"While a lot of lenders claim to serve the self-employed, our research shows that support is patchy and difficult, to the point that a majority would consider returning to a salary-paying role to make it easier to get a mortgage"
- James Briggs - Afin Bank
Three-quarters of self-employed people in the UK would consider leaving independent work in favour of a salaried role if it helped them qualify for a mortgage, according to research by Afin Bank.
The study found that 26% of self-employed workers believe they have been refused a home loan because of factors tied to their employment status, including fluctuating earnings and multiple income sources.
Afin Bank surveyed 500 self-employed people across the country and identified several key barriers to mortgage approval:
38% believe their self-employed status prevented them from buying a new home
23% said unpredictable or fluctuating income had stopped them getting a mortgage
13% cited insufficient proof of earnings or too few years of accounts
13% said an insufficient credit history was a barrier
9% felt their application was declined because lenders would not accept multiple income streams
Even among those who did secure a mortgage, 30% said the process was difficult before they were approved. More broadly, 86% of respondents felt that self-employed people are underserved when it comes to banking, mortgages, and financial services in the UK.
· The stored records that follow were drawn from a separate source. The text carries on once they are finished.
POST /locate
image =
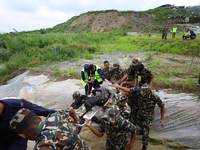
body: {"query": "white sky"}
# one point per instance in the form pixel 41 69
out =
pixel 37 14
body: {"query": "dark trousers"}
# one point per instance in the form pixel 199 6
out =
pixel 96 84
pixel 88 88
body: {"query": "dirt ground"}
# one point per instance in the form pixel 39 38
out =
pixel 167 61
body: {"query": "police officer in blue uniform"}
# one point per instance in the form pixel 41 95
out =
pixel 9 140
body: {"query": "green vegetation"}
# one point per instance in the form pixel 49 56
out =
pixel 23 50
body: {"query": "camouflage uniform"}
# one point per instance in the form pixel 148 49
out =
pixel 116 134
pixel 107 73
pixel 118 74
pixel 146 76
pixel 133 103
pixel 55 132
pixel 124 110
pixel 146 113
pixel 132 71
pixel 78 99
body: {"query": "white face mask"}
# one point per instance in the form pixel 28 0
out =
pixel 144 91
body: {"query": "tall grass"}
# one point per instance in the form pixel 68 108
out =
pixel 22 50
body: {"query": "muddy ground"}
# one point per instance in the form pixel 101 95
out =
pixel 124 59
pixel 166 62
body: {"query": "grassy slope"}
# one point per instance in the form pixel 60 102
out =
pixel 31 50
pixel 159 12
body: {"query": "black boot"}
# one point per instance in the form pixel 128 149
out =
pixel 198 84
pixel 144 147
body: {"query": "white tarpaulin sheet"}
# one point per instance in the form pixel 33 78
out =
pixel 182 111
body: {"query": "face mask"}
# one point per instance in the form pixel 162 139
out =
pixel 144 92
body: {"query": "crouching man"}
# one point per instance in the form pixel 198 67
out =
pixel 53 133
pixel 116 128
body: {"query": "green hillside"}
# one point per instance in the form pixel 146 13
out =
pixel 160 14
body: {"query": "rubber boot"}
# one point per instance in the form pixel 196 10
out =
pixel 198 84
pixel 144 147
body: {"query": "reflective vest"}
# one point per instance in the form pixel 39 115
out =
pixel 86 78
pixel 187 33
pixel 174 29
pixel 97 76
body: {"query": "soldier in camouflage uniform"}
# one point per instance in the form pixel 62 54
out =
pixel 78 99
pixel 131 72
pixel 116 128
pixel 146 75
pixel 146 112
pixel 117 72
pixel 53 133
pixel 107 71
pixel 121 102
pixel 133 94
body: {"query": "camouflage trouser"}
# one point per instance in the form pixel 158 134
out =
pixel 133 116
pixel 143 82
pixel 113 146
pixel 145 125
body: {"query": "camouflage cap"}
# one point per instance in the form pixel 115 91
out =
pixel 134 61
pixel 113 113
pixel 76 94
pixel 19 117
pixel 115 65
pixel 120 98
pixel 144 89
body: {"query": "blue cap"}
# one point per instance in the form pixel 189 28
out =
pixel 86 67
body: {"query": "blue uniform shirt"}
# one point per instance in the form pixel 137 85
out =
pixel 9 139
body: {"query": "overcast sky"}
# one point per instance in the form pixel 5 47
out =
pixel 36 14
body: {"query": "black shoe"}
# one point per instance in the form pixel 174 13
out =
pixel 139 132
pixel 198 84
pixel 144 147
pixel 96 120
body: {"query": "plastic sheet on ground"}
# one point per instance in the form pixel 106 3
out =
pixel 182 113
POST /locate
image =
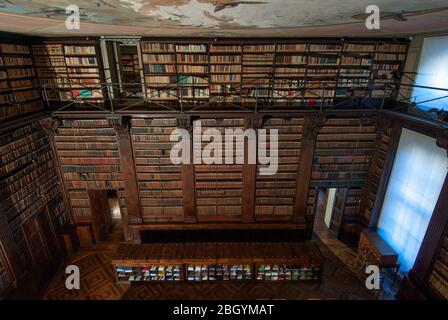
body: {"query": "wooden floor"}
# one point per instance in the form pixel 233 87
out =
pixel 98 282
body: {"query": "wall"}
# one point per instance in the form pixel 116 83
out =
pixel 89 158
pixel 29 188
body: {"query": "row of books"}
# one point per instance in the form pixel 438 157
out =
pixel 192 58
pixel 286 47
pixel 79 50
pixel 286 272
pixel 259 48
pixel 390 57
pixel 222 48
pixel 80 61
pixel 359 47
pixel 14 110
pixel 322 60
pixel 14 48
pixel 231 59
pixel 22 83
pixel 48 49
pixel 290 59
pixel 219 272
pixel 17 61
pixel 356 61
pixel 49 61
pixel 20 73
pixel 149 273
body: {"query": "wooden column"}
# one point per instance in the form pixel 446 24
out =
pixel 50 126
pixel 387 169
pixel 249 173
pixel 188 176
pixel 310 129
pixel 14 264
pixel 122 127
pixel 382 124
pixel 436 229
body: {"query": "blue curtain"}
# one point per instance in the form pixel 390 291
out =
pixel 414 186
pixel 433 72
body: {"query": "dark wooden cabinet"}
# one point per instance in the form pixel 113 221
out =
pixel 338 210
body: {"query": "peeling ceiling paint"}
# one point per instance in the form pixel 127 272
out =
pixel 223 18
pixel 217 14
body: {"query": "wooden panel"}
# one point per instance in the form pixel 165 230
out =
pixel 28 184
pixel 219 186
pixel 89 156
pixel 275 193
pixel 338 210
pixel 159 181
pixel 344 149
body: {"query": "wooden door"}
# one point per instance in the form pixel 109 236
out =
pixel 338 210
pixel 100 210
pixel 36 243
pixel 49 236
pixel 5 275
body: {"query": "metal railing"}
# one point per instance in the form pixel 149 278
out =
pixel 127 97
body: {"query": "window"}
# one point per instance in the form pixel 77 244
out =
pixel 432 72
pixel 414 186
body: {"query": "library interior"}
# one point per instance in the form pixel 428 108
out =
pixel 346 106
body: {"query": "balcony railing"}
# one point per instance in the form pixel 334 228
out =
pixel 135 97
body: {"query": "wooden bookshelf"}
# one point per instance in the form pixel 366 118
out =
pixel 199 262
pixel 51 69
pixel 5 276
pixel 438 279
pixel 71 70
pixel 19 90
pixel 311 72
pixel 29 186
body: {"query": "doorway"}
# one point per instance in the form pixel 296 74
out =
pixel 130 70
pixel 106 215
pixel 330 210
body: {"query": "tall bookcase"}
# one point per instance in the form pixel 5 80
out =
pixel 311 72
pixel 69 70
pixel 19 91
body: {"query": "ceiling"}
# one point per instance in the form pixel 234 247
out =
pixel 225 18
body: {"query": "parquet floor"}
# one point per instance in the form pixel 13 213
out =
pixel 98 282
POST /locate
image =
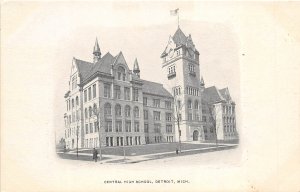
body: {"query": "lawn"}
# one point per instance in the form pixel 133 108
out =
pixel 148 149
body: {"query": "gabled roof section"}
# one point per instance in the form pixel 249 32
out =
pixel 104 65
pixel 212 95
pixel 83 67
pixel 225 94
pixel 155 89
pixel 179 37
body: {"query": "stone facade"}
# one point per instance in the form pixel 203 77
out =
pixel 106 94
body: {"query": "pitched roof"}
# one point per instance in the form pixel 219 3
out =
pixel 103 65
pixel 225 94
pixel 179 38
pixel 212 95
pixel 155 89
pixel 83 67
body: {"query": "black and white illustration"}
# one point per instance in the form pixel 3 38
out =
pixel 114 115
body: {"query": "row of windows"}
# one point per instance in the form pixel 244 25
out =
pixel 88 93
pixel 176 91
pixel 119 127
pixel 192 91
pixel 71 104
pixel 71 132
pixel 118 110
pixel 91 143
pixel 228 119
pixel 228 109
pixel 74 82
pixel 172 69
pixel 91 128
pixel 229 128
pixel 117 92
pixel 156 103
pixel 75 117
pixel 196 104
pixel 109 141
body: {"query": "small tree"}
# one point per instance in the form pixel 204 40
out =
pixel 97 112
pixel 213 119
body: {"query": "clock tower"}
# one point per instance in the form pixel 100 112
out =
pixel 180 65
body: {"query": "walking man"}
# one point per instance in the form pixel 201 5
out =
pixel 95 155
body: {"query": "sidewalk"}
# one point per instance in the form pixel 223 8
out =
pixel 110 159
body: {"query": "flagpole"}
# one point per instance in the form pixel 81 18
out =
pixel 178 18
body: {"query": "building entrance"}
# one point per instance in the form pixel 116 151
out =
pixel 195 135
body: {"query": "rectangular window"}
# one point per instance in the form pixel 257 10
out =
pixel 128 126
pixel 136 127
pixel 135 94
pixel 168 104
pixel 145 101
pixel 190 117
pixel 156 102
pixel 169 128
pixel 117 92
pixel 107 141
pixel 168 116
pixel 94 90
pixel 157 128
pixel 108 126
pixel 126 93
pixel 146 128
pixel 86 128
pixel 156 115
pixel 91 128
pixel 118 126
pixel 111 141
pixel 107 90
pixel 85 96
pixel 145 114
pixel 96 126
pixel 90 93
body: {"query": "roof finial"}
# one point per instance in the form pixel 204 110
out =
pixel 136 68
pixel 96 52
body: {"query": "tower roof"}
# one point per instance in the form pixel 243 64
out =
pixel 179 37
pixel 96 47
pixel 136 65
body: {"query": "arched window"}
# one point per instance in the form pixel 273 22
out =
pixel 121 73
pixel 118 110
pixel 95 109
pixel 90 111
pixel 189 104
pixel 86 113
pixel 77 101
pixel 136 112
pixel 127 111
pixel 196 105
pixel 107 109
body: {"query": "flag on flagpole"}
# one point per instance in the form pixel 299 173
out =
pixel 174 12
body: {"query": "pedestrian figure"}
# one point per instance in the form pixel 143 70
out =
pixel 95 155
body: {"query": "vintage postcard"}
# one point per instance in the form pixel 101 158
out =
pixel 150 96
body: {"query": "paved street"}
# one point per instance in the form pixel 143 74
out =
pixel 136 154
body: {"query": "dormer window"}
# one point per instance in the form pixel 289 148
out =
pixel 172 71
pixel 121 74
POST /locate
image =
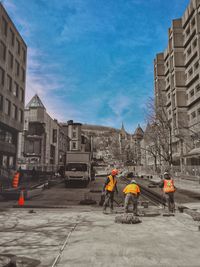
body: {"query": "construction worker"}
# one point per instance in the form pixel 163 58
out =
pixel 132 192
pixel 168 188
pixel 16 180
pixel 109 188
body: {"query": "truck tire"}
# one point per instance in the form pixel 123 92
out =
pixel 66 184
pixel 85 183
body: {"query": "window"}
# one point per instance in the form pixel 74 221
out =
pixel 196 65
pixel 7 107
pixel 21 116
pixel 192 93
pixel 193 114
pixel 2 76
pixel 1 103
pixel 22 75
pixel 22 95
pixel 10 60
pixel 9 83
pixel 16 89
pixel 190 72
pixel 189 51
pixel 18 46
pixel 24 55
pixel 197 88
pixel 194 43
pixel 11 37
pixel 193 22
pixel 15 112
pixel 16 68
pixel 2 51
pixel 74 145
pixel 187 31
pixel 4 26
pixel 54 136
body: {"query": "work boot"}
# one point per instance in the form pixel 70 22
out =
pixel 111 210
pixel 104 210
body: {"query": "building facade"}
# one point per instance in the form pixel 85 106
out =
pixel 177 85
pixel 43 142
pixel 13 53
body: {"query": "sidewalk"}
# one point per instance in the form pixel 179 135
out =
pixel 97 240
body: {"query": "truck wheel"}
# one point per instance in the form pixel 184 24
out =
pixel 66 184
pixel 85 183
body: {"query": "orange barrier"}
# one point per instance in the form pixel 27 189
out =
pixel 15 182
pixel 21 198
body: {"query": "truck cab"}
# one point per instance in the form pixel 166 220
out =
pixel 77 171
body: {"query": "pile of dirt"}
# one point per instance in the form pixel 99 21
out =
pixel 9 260
pixel 87 202
pixel 127 219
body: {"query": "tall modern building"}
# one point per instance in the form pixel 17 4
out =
pixel 13 51
pixel 177 85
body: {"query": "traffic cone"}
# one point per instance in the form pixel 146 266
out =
pixel 21 198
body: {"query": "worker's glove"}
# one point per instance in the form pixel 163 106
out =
pixel 103 193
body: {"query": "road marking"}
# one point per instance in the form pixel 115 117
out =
pixel 64 245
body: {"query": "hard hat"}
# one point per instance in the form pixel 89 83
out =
pixel 133 181
pixel 114 172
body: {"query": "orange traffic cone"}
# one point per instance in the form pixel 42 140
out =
pixel 21 198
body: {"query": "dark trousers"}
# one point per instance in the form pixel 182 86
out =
pixel 109 198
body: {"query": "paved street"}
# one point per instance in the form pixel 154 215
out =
pixel 89 238
pixel 97 240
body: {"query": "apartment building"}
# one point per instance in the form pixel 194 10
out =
pixel 177 85
pixel 13 53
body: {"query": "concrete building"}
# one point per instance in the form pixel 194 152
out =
pixel 13 51
pixel 43 142
pixel 177 85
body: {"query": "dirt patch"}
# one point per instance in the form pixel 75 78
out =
pixel 87 202
pixel 127 219
pixel 12 260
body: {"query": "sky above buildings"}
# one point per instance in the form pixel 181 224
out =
pixel 92 60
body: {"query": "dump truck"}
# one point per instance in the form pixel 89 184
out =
pixel 78 168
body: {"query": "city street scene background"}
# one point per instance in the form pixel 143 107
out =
pixel 87 89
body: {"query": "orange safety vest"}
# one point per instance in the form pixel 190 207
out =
pixel 15 182
pixel 112 183
pixel 131 188
pixel 168 186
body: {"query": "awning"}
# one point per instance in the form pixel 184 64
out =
pixel 176 155
pixel 195 152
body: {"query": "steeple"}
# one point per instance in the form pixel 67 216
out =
pixel 35 102
pixel 139 133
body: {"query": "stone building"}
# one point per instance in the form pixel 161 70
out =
pixel 177 85
pixel 43 141
pixel 13 51
pixel 137 138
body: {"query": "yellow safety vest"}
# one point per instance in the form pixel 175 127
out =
pixel 112 183
pixel 15 181
pixel 168 186
pixel 131 188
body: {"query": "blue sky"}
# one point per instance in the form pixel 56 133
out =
pixel 92 60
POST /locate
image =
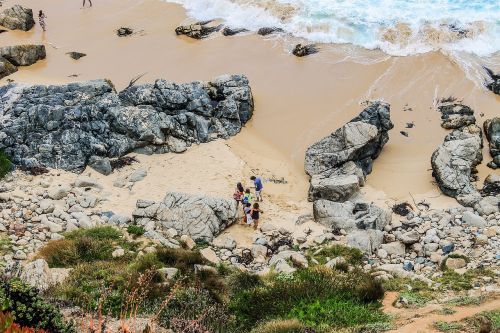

Afin Bank noted that these findings highlight a gap between lending practices and the realities of modern employment, which has evolved in part due to the impact of COVID.
“While a lot of lenders claim to serve the self-employed, our research shows that support is patchy and difficult, to the point that a majority would consider returning to a salary-paying role to make it easier to get a mortgage,” said James Briggs, intermediaries sales director at Afin Bank. “The definition of self-employment is evolving because of changes in working practices since COVID or because of uncertainty in the employment market. We have seen an increase in people on contracts, freelancing or with portfolio jobs, managing multiple income streams.
“We want to support as many self-employed people as possible, so we don’t use a tick box approach and instead work to understand their circumstances to provide them with suitable mortgages.”